毎月10日はラ・テール洋菓子店のサンクス・ケーキの日
ラ・テール洋菓子店の開店記念日は1998年5月。その初心を忘れないために、毎月10日をお客様感謝の日(サンクス・デー)として、その日にしか出ない「サンクスケーキ」を毎月一品開発し、ご予約のお客さまにだけにお渡ししています。この日だけのケーキですが、素材の産地を厳選し、通常のお菓子と同じように開発、準備をしてでき上がったものをご用意。数量も限定させていただいています。 サンクス・ケーキには毎年、年間を通じてのテーマがあります。たとえば、「ロールケーキ」の年もありましたし、「チョコレート」「シュー生地」がテーマの年もありました。
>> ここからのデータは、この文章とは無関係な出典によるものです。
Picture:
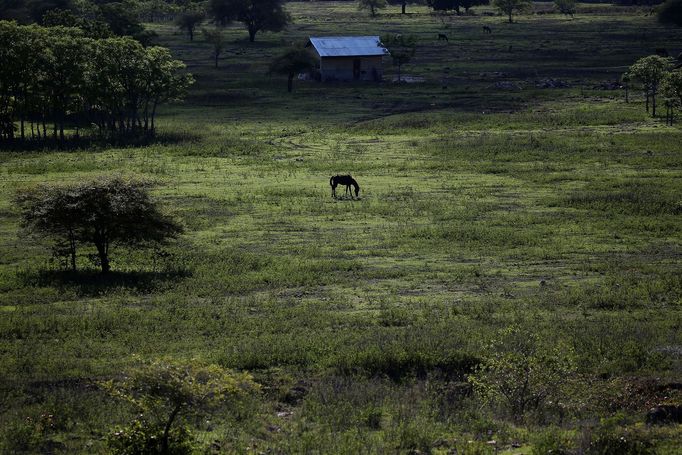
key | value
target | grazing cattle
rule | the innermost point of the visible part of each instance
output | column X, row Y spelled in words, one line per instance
column 346, row 180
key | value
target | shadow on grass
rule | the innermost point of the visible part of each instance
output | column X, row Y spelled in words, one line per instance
column 89, row 142
column 91, row 283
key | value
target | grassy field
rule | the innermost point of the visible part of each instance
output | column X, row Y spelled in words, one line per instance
column 483, row 206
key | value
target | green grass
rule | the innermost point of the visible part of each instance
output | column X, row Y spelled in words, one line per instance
column 555, row 209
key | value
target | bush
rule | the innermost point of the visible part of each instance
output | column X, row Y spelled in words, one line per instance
column 551, row 441
column 143, row 437
column 612, row 439
column 670, row 12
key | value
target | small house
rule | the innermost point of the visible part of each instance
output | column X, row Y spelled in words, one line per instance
column 349, row 58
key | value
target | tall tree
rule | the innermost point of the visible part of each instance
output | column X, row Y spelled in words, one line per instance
column 401, row 47
column 567, row 7
column 188, row 21
column 103, row 212
column 256, row 15
column 670, row 12
column 216, row 38
column 468, row 4
column 291, row 63
column 671, row 88
column 509, row 7
column 371, row 5
column 650, row 71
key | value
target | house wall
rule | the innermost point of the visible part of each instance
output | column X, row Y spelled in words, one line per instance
column 341, row 68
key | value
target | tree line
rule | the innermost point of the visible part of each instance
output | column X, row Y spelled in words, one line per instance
column 657, row 76
column 56, row 79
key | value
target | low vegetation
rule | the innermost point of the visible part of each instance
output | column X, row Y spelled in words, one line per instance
column 506, row 281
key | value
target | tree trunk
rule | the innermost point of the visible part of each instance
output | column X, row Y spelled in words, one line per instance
column 103, row 254
column 72, row 251
column 166, row 430
column 290, row 82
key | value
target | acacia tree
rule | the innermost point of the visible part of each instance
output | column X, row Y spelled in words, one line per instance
column 102, row 213
column 188, row 21
column 403, row 4
column 509, row 7
column 256, row 15
column 291, row 63
column 650, row 71
column 58, row 75
column 401, row 48
column 671, row 88
column 168, row 392
column 468, row 4
column 371, row 5
column 216, row 38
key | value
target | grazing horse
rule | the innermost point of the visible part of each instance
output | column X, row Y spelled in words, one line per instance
column 346, row 180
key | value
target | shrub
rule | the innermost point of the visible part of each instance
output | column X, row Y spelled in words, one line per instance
column 520, row 373
column 670, row 12
column 612, row 439
column 551, row 441
column 143, row 437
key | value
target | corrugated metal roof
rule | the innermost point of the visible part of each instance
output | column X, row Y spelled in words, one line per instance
column 348, row 46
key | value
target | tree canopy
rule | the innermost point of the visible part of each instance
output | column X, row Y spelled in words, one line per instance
column 188, row 22
column 454, row 5
column 371, row 5
column 75, row 81
column 650, row 71
column 509, row 7
column 670, row 12
column 292, row 62
column 102, row 212
column 401, row 48
column 256, row 15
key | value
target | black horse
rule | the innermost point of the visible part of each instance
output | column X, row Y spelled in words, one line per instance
column 346, row 180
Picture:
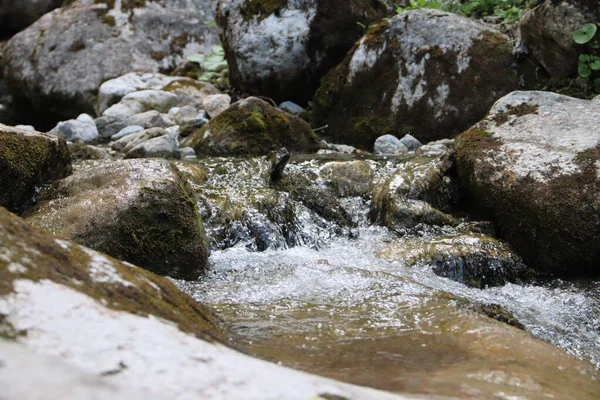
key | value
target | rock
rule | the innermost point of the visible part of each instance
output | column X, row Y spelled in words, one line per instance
column 349, row 179
column 27, row 160
column 389, row 145
column 215, row 104
column 165, row 146
column 475, row 260
column 83, row 129
column 139, row 211
column 532, row 166
column 128, row 130
column 112, row 91
column 58, row 63
column 150, row 119
column 126, row 143
column 252, row 127
column 82, row 152
column 417, row 192
column 424, row 72
column 142, row 101
column 282, row 50
column 115, row 313
column 16, row 15
column 411, row 143
column 547, row 33
column 291, row 107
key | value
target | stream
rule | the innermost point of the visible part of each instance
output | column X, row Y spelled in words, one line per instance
column 335, row 306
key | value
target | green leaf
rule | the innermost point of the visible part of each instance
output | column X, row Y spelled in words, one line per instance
column 584, row 70
column 585, row 33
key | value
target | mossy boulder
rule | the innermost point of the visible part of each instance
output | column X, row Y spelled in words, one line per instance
column 283, row 48
column 474, row 259
column 141, row 211
column 252, row 127
column 424, row 72
column 533, row 167
column 29, row 253
column 27, row 160
column 419, row 191
column 55, row 67
column 547, row 33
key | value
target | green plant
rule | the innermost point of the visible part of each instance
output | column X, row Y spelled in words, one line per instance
column 214, row 65
column 589, row 60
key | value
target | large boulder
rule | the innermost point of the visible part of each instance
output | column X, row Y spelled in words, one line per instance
column 252, row 127
column 104, row 328
column 532, row 165
column 141, row 211
column 57, row 64
column 27, row 160
column 547, row 33
column 282, row 49
column 424, row 72
column 16, row 15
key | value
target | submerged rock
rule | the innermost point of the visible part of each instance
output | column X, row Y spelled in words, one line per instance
column 57, row 64
column 252, row 127
column 476, row 260
column 282, row 49
column 27, row 160
column 532, row 166
column 424, row 72
column 141, row 211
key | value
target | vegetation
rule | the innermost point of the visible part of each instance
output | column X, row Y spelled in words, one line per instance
column 589, row 59
column 508, row 10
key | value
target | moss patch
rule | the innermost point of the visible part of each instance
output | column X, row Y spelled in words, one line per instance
column 150, row 294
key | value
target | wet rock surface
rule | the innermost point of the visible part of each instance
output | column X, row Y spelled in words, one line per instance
column 139, row 211
column 532, row 166
column 424, row 72
column 28, row 160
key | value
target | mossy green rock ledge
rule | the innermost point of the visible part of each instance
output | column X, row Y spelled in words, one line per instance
column 533, row 167
column 141, row 211
column 425, row 72
column 27, row 160
column 252, row 127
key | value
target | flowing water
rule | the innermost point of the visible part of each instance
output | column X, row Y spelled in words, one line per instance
column 340, row 310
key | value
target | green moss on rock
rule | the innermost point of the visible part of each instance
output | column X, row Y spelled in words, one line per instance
column 252, row 127
column 28, row 160
column 32, row 254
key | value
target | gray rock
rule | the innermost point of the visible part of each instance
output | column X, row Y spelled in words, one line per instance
column 426, row 72
column 29, row 159
column 547, row 33
column 150, row 119
column 532, row 165
column 128, row 142
column 59, row 63
column 389, row 145
column 83, row 129
column 215, row 104
column 411, row 143
column 291, row 107
column 128, row 130
column 16, row 15
column 142, row 101
column 139, row 211
column 282, row 51
column 187, row 153
column 25, row 127
column 165, row 146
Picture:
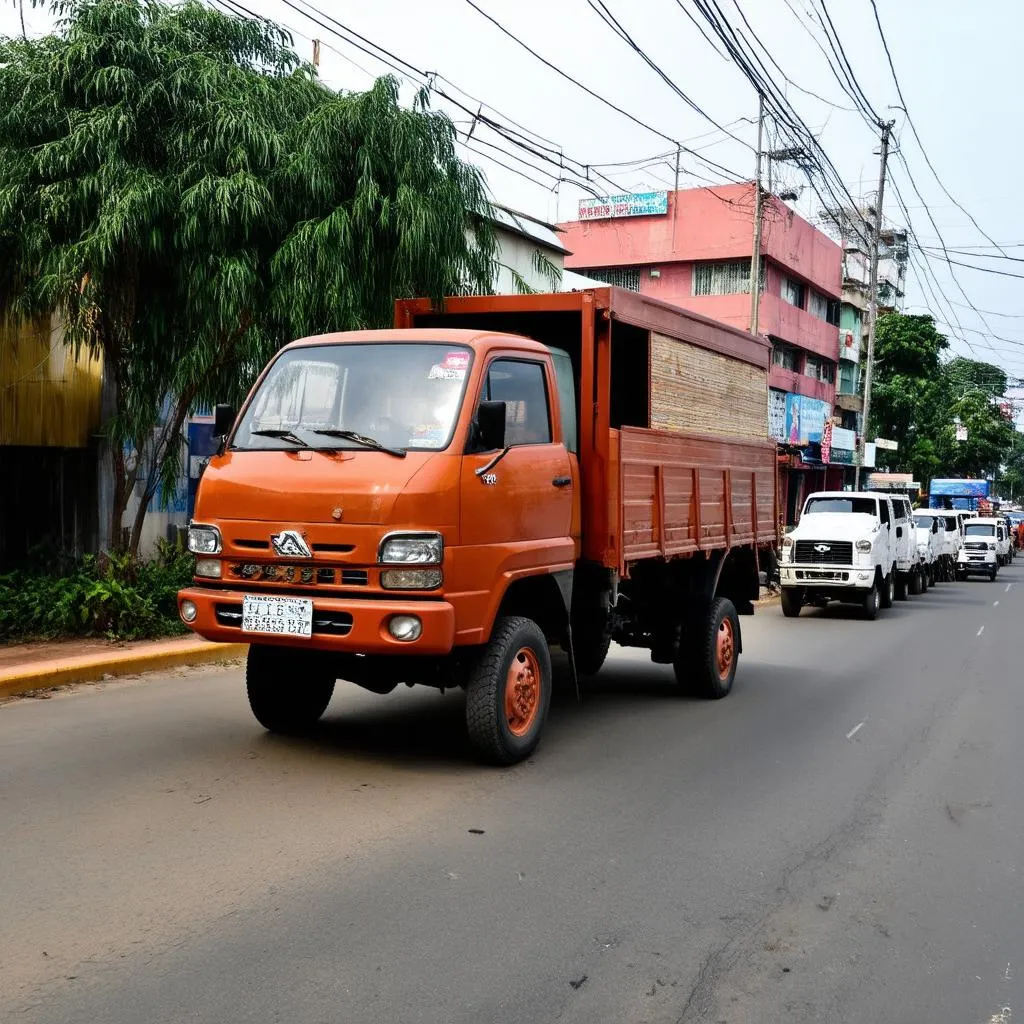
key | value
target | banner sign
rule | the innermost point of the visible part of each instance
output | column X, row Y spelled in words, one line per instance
column 805, row 419
column 627, row 205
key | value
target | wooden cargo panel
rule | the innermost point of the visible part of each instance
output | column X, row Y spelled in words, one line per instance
column 695, row 390
column 678, row 494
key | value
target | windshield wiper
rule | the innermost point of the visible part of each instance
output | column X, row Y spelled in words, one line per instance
column 351, row 435
column 285, row 435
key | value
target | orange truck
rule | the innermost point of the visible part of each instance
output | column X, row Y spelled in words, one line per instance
column 440, row 503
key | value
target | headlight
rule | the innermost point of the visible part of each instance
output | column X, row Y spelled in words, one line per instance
column 403, row 549
column 204, row 540
column 411, row 579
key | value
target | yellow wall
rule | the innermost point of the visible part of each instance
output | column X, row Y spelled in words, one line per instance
column 49, row 396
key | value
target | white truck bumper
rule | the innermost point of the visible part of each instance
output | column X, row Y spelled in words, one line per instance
column 826, row 577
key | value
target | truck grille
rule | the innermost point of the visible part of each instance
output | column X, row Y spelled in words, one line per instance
column 306, row 576
column 839, row 553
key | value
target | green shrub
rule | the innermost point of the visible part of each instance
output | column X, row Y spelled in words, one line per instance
column 108, row 595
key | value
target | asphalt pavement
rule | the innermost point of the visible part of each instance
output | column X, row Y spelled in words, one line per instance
column 841, row 840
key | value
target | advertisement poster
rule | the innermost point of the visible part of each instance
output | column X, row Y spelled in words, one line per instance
column 805, row 419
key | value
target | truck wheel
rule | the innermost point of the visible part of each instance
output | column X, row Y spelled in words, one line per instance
column 509, row 691
column 793, row 601
column 284, row 695
column 706, row 665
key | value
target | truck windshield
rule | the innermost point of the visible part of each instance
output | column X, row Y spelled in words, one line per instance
column 863, row 506
column 399, row 395
column 979, row 529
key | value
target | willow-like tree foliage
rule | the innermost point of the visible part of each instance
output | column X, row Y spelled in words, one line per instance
column 181, row 187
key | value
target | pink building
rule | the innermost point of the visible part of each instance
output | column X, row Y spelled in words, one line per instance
column 697, row 255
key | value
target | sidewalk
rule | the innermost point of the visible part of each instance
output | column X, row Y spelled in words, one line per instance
column 39, row 666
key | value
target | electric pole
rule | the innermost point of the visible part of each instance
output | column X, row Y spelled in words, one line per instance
column 872, row 298
column 758, row 217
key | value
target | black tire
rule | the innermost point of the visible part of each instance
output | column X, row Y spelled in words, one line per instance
column 288, row 693
column 871, row 602
column 508, row 692
column 888, row 594
column 793, row 601
column 709, row 654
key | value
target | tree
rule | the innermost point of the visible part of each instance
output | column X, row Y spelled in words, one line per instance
column 908, row 395
column 181, row 187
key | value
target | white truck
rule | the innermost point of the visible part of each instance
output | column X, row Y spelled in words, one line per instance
column 980, row 554
column 930, row 544
column 843, row 549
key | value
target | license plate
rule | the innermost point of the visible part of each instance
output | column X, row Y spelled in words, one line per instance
column 291, row 616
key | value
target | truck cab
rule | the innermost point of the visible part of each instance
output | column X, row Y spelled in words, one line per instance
column 980, row 554
column 844, row 549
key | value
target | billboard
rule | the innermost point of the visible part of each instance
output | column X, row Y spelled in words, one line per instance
column 805, row 419
column 626, row 205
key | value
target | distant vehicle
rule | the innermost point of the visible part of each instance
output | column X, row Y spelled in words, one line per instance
column 843, row 549
column 980, row 555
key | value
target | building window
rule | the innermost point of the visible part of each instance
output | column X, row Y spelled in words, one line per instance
column 793, row 292
column 820, row 370
column 732, row 278
column 617, row 276
column 785, row 356
column 824, row 308
column 849, row 378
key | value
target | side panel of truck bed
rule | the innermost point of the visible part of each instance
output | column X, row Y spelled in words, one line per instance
column 677, row 494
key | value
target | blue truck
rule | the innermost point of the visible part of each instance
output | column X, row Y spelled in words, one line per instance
column 955, row 494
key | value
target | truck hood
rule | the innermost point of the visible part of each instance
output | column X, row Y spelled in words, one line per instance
column 308, row 486
column 835, row 525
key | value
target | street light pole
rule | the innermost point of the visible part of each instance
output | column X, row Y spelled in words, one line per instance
column 758, row 217
column 872, row 299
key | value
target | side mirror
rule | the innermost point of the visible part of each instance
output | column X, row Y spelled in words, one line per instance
column 491, row 426
column 223, row 420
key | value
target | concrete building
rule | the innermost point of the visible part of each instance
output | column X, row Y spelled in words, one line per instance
column 692, row 248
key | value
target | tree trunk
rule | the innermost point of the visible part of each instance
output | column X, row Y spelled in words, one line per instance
column 170, row 434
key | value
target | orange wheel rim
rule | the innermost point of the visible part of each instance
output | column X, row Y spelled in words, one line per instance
column 725, row 647
column 522, row 691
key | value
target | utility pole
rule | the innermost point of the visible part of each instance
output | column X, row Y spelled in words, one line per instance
column 872, row 297
column 758, row 217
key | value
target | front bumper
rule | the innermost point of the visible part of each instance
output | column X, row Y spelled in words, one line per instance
column 346, row 625
column 826, row 577
column 980, row 563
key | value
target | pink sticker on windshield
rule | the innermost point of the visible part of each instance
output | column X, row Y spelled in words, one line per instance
column 457, row 360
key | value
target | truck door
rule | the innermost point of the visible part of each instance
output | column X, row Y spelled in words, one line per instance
column 527, row 496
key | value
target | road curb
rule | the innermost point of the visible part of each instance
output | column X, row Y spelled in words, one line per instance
column 94, row 668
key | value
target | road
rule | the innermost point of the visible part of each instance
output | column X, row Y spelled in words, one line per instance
column 841, row 840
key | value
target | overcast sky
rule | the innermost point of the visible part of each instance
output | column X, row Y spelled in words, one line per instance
column 958, row 65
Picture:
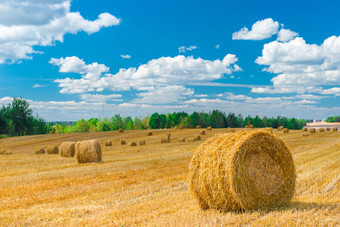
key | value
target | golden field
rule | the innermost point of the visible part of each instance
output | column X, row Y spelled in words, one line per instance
column 148, row 185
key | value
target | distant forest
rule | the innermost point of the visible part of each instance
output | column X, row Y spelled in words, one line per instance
column 16, row 119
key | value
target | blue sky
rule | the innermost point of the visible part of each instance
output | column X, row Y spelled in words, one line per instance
column 76, row 59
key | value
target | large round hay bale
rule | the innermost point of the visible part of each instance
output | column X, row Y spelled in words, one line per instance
column 40, row 151
column 68, row 149
column 245, row 170
column 52, row 150
column 88, row 151
column 149, row 134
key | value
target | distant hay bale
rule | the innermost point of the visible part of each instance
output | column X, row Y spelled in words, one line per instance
column 52, row 150
column 181, row 140
column 40, row 151
column 67, row 149
column 245, row 170
column 88, row 151
column 149, row 134
column 122, row 142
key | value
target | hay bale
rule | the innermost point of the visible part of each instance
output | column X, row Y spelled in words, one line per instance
column 88, row 151
column 52, row 150
column 67, row 149
column 245, row 170
column 40, row 151
column 149, row 134
column 305, row 134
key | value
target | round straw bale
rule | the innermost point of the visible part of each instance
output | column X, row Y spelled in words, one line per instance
column 245, row 170
column 305, row 134
column 40, row 151
column 122, row 142
column 88, row 151
column 68, row 149
column 149, row 134
column 52, row 150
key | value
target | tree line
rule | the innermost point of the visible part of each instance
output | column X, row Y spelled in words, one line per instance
column 16, row 119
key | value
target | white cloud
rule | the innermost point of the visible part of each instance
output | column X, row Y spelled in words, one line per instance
column 161, row 72
column 301, row 67
column 25, row 24
column 126, row 56
column 262, row 29
column 100, row 97
column 285, row 35
column 39, row 85
column 183, row 49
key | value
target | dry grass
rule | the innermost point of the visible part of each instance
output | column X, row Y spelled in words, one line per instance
column 148, row 185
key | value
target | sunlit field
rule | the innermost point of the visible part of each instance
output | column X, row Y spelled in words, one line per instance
column 148, row 185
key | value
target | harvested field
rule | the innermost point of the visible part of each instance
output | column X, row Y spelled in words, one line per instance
column 149, row 185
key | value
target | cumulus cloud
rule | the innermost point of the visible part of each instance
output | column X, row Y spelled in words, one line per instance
column 301, row 67
column 285, row 35
column 262, row 29
column 25, row 24
column 161, row 72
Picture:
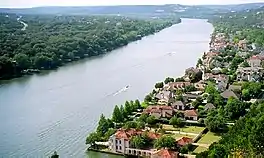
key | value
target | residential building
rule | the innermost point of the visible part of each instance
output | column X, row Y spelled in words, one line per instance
column 209, row 106
column 191, row 115
column 178, row 85
column 184, row 141
column 254, row 61
column 165, row 153
column 179, row 105
column 159, row 111
column 229, row 93
column 120, row 142
column 164, row 97
column 250, row 74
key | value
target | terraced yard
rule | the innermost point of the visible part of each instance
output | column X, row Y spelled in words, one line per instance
column 199, row 149
column 187, row 129
column 209, row 138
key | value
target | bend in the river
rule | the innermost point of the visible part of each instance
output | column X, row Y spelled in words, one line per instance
column 56, row 111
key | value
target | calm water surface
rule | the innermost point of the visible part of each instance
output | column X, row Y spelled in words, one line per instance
column 56, row 110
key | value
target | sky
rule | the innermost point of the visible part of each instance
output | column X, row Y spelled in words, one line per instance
column 38, row 3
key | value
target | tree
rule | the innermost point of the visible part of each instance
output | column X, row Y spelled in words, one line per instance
column 218, row 151
column 140, row 125
column 148, row 98
column 128, row 108
column 143, row 117
column 102, row 125
column 123, row 112
column 92, row 138
column 151, row 120
column 159, row 85
column 199, row 62
column 117, row 116
column 215, row 122
column 168, row 80
column 176, row 122
column 137, row 104
column 54, row 155
column 130, row 124
column 165, row 142
column 234, row 108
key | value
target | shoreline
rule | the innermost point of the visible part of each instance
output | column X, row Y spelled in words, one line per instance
column 38, row 71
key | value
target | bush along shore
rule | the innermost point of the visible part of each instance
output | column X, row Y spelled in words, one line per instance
column 215, row 110
column 51, row 41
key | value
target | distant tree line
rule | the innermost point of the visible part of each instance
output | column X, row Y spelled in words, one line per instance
column 51, row 41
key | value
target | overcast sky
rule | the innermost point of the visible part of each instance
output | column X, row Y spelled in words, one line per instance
column 36, row 3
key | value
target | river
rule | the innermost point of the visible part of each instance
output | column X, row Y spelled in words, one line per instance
column 56, row 110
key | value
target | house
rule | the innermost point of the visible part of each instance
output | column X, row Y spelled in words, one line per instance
column 209, row 106
column 184, row 141
column 250, row 74
column 120, row 142
column 229, row 93
column 254, row 61
column 221, row 86
column 178, row 85
column 165, row 153
column 235, row 88
column 164, row 97
column 179, row 105
column 200, row 85
column 159, row 111
column 191, row 115
column 216, row 70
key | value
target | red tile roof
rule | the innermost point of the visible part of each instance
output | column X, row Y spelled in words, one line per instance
column 165, row 153
column 190, row 113
column 128, row 134
column 184, row 141
column 157, row 109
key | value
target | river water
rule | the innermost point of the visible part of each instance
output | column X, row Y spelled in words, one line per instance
column 56, row 110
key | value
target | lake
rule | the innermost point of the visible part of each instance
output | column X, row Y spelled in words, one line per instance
column 58, row 109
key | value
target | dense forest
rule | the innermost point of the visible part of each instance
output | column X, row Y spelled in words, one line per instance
column 41, row 42
column 243, row 25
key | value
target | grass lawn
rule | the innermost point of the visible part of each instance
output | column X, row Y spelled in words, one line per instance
column 199, row 149
column 178, row 136
column 187, row 129
column 209, row 138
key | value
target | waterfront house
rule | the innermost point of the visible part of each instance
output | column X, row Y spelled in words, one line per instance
column 200, row 85
column 184, row 141
column 159, row 111
column 179, row 105
column 254, row 61
column 165, row 153
column 235, row 88
column 191, row 115
column 120, row 142
column 229, row 93
column 209, row 106
column 164, row 97
column 178, row 85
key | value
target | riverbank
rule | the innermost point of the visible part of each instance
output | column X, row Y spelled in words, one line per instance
column 63, row 100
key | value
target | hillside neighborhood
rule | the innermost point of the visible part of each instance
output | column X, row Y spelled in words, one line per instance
column 182, row 117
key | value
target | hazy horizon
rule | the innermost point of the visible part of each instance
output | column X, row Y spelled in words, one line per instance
column 47, row 3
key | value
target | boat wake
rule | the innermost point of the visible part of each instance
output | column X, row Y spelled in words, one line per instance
column 121, row 90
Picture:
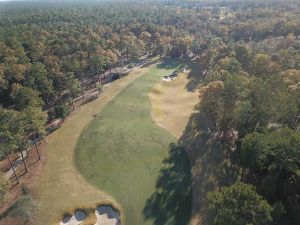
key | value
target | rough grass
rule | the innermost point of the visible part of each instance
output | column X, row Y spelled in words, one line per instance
column 122, row 150
column 61, row 188
column 173, row 104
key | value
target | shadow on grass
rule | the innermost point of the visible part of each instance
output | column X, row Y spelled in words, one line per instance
column 170, row 63
column 171, row 202
column 195, row 76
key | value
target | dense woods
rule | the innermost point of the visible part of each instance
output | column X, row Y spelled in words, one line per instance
column 248, row 55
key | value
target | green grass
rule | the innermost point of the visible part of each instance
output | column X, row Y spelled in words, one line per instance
column 121, row 151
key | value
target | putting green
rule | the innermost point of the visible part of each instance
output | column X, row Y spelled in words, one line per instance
column 122, row 149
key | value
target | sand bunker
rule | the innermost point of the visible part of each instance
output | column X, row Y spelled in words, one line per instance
column 78, row 217
column 105, row 215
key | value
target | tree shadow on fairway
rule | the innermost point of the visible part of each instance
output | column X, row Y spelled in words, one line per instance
column 170, row 204
column 195, row 77
column 170, row 64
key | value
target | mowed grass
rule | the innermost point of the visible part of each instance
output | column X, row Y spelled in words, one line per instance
column 173, row 104
column 122, row 150
column 61, row 188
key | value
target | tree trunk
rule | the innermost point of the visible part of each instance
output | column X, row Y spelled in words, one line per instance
column 73, row 104
column 26, row 170
column 36, row 148
column 11, row 165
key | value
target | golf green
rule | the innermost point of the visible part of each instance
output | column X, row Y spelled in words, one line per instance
column 122, row 150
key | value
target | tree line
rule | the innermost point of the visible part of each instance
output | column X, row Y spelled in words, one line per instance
column 249, row 59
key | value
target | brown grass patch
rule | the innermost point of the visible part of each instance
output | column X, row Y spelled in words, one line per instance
column 172, row 104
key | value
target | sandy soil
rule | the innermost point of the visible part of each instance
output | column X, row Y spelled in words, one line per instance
column 61, row 186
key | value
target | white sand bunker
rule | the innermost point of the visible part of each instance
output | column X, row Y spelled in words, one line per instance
column 78, row 217
column 106, row 215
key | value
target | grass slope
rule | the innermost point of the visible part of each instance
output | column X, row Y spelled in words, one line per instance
column 121, row 151
column 173, row 104
column 61, row 187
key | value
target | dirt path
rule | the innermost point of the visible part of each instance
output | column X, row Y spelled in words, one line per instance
column 61, row 188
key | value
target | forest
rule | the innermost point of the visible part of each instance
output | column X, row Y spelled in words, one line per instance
column 247, row 55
2023年のサンクス・ケーキのテーマは、「あるがまま」。ケーキを組み立てる中で必要なソースやジャムなど、月毎の主役となる素材を使うことで、素材が持つ「あるがまま」のおいしさをお楽しみいただけるサンクス・ケーキをおつくりします。
クレープシュゼット×ミルクレープ
4月のサンクス・ケーキは、ベテランパティシエの栗原が担当。春は柑橘の季節!フランス料理のデザートの定番でもある、オレンジを使った「クレープシュゼット」からヒントを得て、クレープ生地を使ったケーキをおつくりしました。使うのは、神奈川県産の「湘南ゴールド」。さわやかなレモンイエローでフレッシュな香りの柑橘です。湘南ゴールドを合せたクリームとクレープ生地を何層にも重ねてミルクレープに仕立てました。
神奈川県産の柑橘「湘南ゴールド」
湘南ゴールドは、「黄金柑(きみかん)(ゴールデンオレンジとも言われる)と「今村温州」から、神奈川県で生まれた柑橘。「黄金柑(きみかん)」は、神奈川県の西部から伊豆半島にかけての地域のみで栽培される貴重な柑橘で、さわやかな香りと甘みが特徴です。また、掛け合せた「今村温州」は、温州みかんの一種ですが、栽培が難しいことから希少な品種。酸味が強く、糖度も高く濃厚な味わいです。この2種類の柑橘から生まれた湘南ゴールドは、さわやかな香りと甘さと酸味のバランスがとても良いのが特長です。
もちもちのクレープ生地とさわやかな香り
ミルクレープの食感は、1枚1枚丁寧に焼き上げたクレープによって生まれます。
今回のサンクス・ケーキでは、もちもちとした食感になるように、強力粉と薄力粉の配合の微妙なバランスを考えて生地をつくっています。湘南ゴールドをオーガニックシュガーで炊き上げて、オリジナルのマーマレードをつくり、マーマレードをさらにペースト状にし、生クリームやカスタードクリームと合せて特製のクリームをつくりました。
ミルクレープの底には、もちっとした食感のスフレ生地を敷き、マーマレードを重ねて、クレープ生地20枚と間には湘南ゴールドが香る特製クリームを重ねました。仕上げには、湘南ゴールドの果肉をオーガニックシュガーとオリーブオイルでマリネしてあしらっています。もちもち食感の20枚のクレープ生地と特製のクリームの織りなす贅沢な味わいに、湘南ゴールドの香りがふわっと広がる春のミルクレープが出来ました。